- Outfielder
- Born: July 10, 1917 Buffalo, Missouri, U.S.
- Died: November 25, 2000 (aged 83) Bethany, Oklahoma, U.S.
- Batted: RightThrew: Right

MLB debut
- August 15, 1937, for the Cleveland Indians

Last MLB appearance
- September 22, 1937, for the Cleveland Indians

MLB statistics
- Batting average: .091
- Hits: 1
- Stats at Baseball Reference

Teams
- Cleveland Indians (1937);

= Hugh Alexander (baseball) =

American baseball player and scout (1917–2000)

Hugh Alexander (July 10, 1917 – November 25, 2000) was an American professional baseball player and scout. He was an outfielder during his brief playing career, but after he suffered a career-ending injury at the age of 20 he became one of baseball's most celebrated scouts.

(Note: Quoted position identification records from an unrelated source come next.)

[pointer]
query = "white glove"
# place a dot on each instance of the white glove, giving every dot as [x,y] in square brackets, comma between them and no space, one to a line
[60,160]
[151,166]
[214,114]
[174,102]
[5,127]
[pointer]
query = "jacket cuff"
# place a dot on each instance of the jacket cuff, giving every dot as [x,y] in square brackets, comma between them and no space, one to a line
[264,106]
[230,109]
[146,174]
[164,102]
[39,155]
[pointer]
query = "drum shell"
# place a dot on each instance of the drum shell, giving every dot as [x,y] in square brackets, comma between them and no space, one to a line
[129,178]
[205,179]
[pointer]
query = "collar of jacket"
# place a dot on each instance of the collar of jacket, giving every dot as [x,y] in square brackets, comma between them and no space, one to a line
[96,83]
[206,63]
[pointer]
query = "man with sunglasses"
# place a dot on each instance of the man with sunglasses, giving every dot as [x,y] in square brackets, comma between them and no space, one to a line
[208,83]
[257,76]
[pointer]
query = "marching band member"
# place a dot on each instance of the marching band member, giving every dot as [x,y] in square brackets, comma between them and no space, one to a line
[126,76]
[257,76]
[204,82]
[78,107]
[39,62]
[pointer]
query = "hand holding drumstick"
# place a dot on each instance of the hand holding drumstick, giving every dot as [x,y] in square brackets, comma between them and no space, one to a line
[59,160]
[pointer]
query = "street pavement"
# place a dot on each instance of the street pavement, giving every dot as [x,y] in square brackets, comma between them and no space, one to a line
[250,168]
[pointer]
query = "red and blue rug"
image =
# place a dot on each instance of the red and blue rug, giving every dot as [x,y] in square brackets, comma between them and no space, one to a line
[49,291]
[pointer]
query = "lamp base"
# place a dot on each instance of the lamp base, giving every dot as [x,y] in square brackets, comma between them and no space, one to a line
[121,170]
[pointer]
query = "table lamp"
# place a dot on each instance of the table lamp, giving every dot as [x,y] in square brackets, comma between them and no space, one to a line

Born in Buffalo, Missouri, Alexander moved to Oklahoma with his family at the age of five. Alexander the player stood 6 ft tall, weighed 190 lb, and batted and threw right-handed. He spent 1936 and 1937 in the lower levels of the Cleveland Indians' farm system, and batted .348 and .344 in successive seasons. Called to the Majors, he appeared in seven games for the Indians in August, getting one hit in eleven at bats (.091) and striking out five times. He returned to the Indians for a single game in September as a pinch runner. That offseason, while working his family's oil fields in Oklahoma, he lost his left hand in a drilling accident, ending his playing career. Alexander then began a very short career as a bartender.

In the aftermath of the accident, Alexander was immediately named a scout for the Indians; at 20, he was unusually young for the assignment and scouting jobs were at a premium during the height of The Great Depression. But the first two players he signed for Cleveland became big-league All-Stars — pitcher Allie Reynolds and outfielder Dale Mitchell. Sportswriter Allen Barra praised him as a "superb judge of talent." During a 64-year scouting career, working for the Indians, Chicago White Sox, Brooklyn/Los Angeles Dodgers, Philadelphia Phillies and Chicago Cubs, Alexander earned the nickname "Uncle Hughie" and would sign other stars, including Steve Garvey, Frank Howard, Davey Lopes, Bill Russell and Don Sutton for the Dodgers alone.

In 1984 Alexander co-founded the "Scout of the Year Program", which recognised the best scouts in the country each year. Alexander was awarded "Scout of the Year" in 1996. He retired in 1998, and died on November 25, 2000.